A l’en croire, on ne doit pas laisser les jeunes faire ce qu’ils veulent. C’est ainsi qu’elle prône la contribution de la sagesse des personnes adultes. «Ce sont les personnes âgées qui doivent agir. Car les jeunes ne voient pas plus loin que le bout de leur nez. Il faut les arrêter et peut-être interdire l’importation de ces «fichus habits», ajoute-t-elle. Poursuivant son réquisitoire de feu, Adja Marième tempête : «même au bureau, les jeunes femmes portent des habits très indécents qui laissent apparaître des parties de leur corps. Ce n’est pas normal”.

«Même au bureau, les jeunes femmes portent des habits très indécents qui laissent apparaître des parties de leur corps. Ce n’est pas normal”

“Un cadre de travail est différend d’une salle de soirée dansante. Ne parlons pas de ce qu’elles portent dans la  rue.  C’est affreux», se désole-t-elle avant d’affréter un taxi pour rentrer.

Pour tâter le pouls du port vestimentaire qui fait souvent frissonner plus d’un, Actusen.com s’engouffre à bord d’un taxi et sillonne quelques endroits très fréquentés de la capitale.
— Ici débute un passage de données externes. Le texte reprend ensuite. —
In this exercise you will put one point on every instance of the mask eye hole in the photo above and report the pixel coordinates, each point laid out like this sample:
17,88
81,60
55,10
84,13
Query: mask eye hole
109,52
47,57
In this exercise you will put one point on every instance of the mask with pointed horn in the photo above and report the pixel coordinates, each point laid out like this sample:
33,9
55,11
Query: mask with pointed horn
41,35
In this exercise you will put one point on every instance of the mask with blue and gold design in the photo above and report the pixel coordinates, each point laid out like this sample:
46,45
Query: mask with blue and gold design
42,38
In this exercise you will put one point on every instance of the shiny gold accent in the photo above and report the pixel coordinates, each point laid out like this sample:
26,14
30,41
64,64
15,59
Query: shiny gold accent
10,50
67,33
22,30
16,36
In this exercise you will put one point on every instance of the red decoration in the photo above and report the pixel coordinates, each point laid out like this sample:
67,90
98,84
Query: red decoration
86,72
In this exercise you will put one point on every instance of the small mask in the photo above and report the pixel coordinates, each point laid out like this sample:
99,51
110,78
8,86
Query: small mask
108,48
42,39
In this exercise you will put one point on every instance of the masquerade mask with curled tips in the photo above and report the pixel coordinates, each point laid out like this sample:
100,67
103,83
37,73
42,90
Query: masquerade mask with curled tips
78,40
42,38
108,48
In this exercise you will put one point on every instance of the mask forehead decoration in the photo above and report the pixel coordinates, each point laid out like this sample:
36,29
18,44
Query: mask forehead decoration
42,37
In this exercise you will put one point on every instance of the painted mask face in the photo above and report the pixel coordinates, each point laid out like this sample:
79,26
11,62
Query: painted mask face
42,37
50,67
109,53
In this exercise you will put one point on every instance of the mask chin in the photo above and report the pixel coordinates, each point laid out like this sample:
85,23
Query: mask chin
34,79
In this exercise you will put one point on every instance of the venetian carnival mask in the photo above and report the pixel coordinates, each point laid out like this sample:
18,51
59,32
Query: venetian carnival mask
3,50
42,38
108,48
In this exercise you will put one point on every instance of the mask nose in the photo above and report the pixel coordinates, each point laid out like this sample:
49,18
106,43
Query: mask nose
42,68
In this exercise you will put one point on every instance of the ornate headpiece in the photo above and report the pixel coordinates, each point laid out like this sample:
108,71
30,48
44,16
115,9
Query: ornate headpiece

Dans les rues de Dakar, les hommes et les femmes que nous dépassons, sont le plus souvent des élèves ou des étudiants. Ils sont parmi ceux qui adorent le plus, ces genres d’habillements. Eux qui se disent, branchés.

«Ces choses ne font pas partie de notre culture, on nous les a imposées, et comme des moutons, nous en usons et en abusons»

A Castors, on rencontre un ancien transitaire à la retraite, depuis 2009. Acceptant de se confier à Actusen.com, que sous l’anonymat, notre interlocuteur, qui se déplace péniblement du fait de son âge, est vêtu d’une chemise bleue de nuit et d’un pantalon super cent gris. Un lot de  journaux, il pense que «ce sont les parents, qui ont laissé faire. Ils n’ont plus le temps d’éduquer leurs enfants. Même s’ils voient quelque chose de mal, ils se taisent, au lieu d’administrer à leurs progénitures la correction qui sied, sous le prétexte de l’amour parental”.

Or, conseille-t-il : “l’amour n’empêche pas d’inculquer de bonnes manières à son enfant. Le minimum qu’ont puisse faire, c’est de bien l’éduquer, selon nos valeurs et notre culture». Dans la foulée, ce sexagénaire estime que «ces choses ne font pas partie de notre culture.  On nous les a imposées et comme des moutons, nous en usons et en abusons. Alors qu’on dit que tout excès est nuisible”.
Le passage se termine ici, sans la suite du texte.